The purpose behind Labor's focus on education was to increase opportunities for all young people. This can be seen right through from our interventions in child care, aimed at making sure there were quality childcare services providing good educational experiences for our very youngest children, to our reforms in the schooling system. Our reforms under the Better Schools program were aimed at helping those who experience the most disadvantage and at ensuring that young people come out of our school system best positioned to take up the opportunities on offer—not only in our university sector but, more broadly, in our vocational education sector and in the world of work. That means giving them the 21st century skills they will need to succeed. That was the package we put together.

It is true that, in that context, we asked the university sector to make a contribution—to have a slower rate of increased investment than they had been expecting. But we did that specifically because it was part of a broader education task—to produce an outcome for young people that made better opportunities available to them.

That is not what this bill does. This bill cynically attempts to pocket the money after the government has had so many positions on the Better Schools program that no-one would have any confidence at all that their last position, as announced yesterday, will even last until next week. Indeed, if it lasted until next week, it would be one of the longest lasting commitments they have made on Gonski.

There was some suggestion in question time today that there were more conversations to be had. Heaven knows what will come out of those! If you valued the investment in education that was originally proposed, you would not, after this absolutely shambolic process, have any confidence that the outcome of those conversations will be any better for schools, students and their parents. The number of positions the coalition have held since before the election, through the election and up until now has been extraordinary. Having recognised before the election that the community wanted to see the Gonski reforms put in place, the now government presented to the public that they were no different to Labor on these issues. They did so in order to quell a problem for them with the electorate during an election campaign period. Almost immediately after winning government, they completely walked away from that. They said: 'We are going to have a whole new review. We did not like Gonski at all.' It was a shambles, a terrible proposal, they told us. 'No government with any sense would support Gonski,' they said. They said they were going to get rid of it, only grudgingly giving one year of funding because there had to be some indication of the money schools were going to get next year. Otherwise, they said, the Gonski model was such an appalling proposal that they were going to have nothing to do with it.

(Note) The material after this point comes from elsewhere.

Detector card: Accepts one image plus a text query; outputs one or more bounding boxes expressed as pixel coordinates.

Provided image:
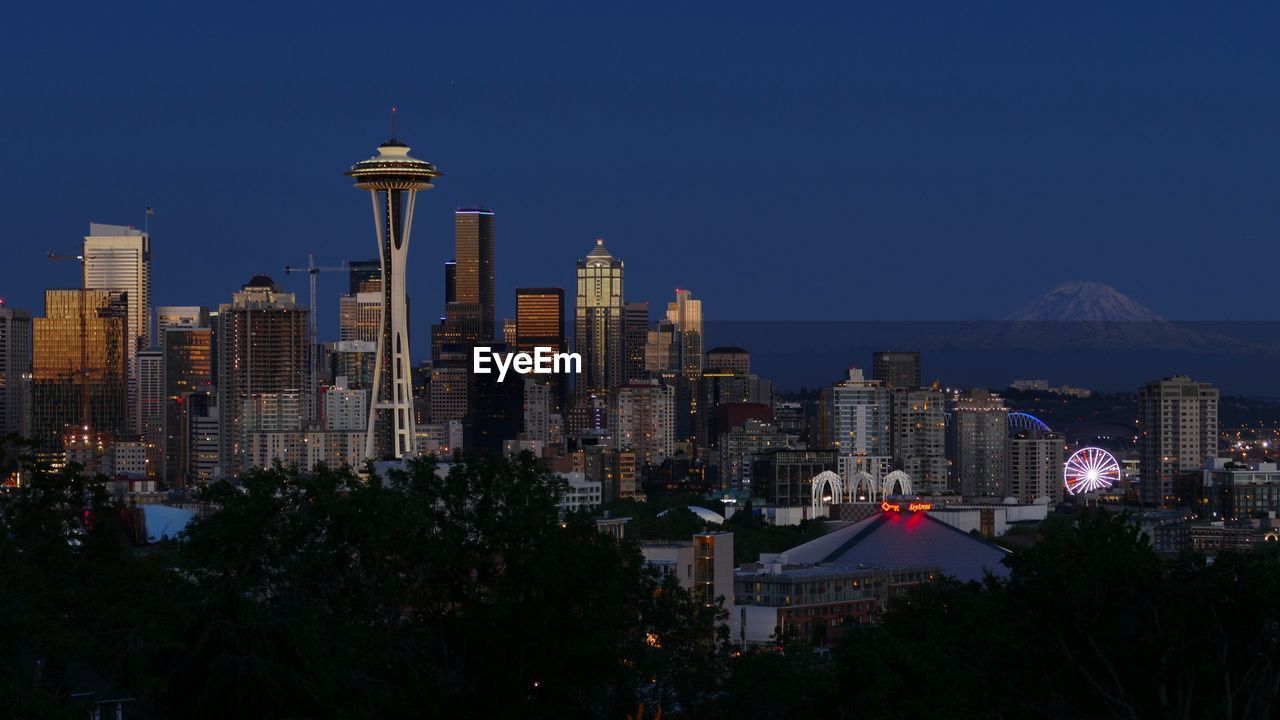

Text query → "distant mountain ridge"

Clearly the Minister for Education has no authority, because yesterday, despite how adamant he was about the Gonski proposal being unacceptable on educational grounds, a political solution was put in place to try and avoid some pain in this place over the next two weeks. It would not surprise anybody that, in that context, I am pretty cynical about how long even this half-baked agreement will last. Beyond that, the bill before the House now reflects an attack on the university sector—one that is not being pursued for the greater good of the education system. There is absolutely no way we will be supporting it.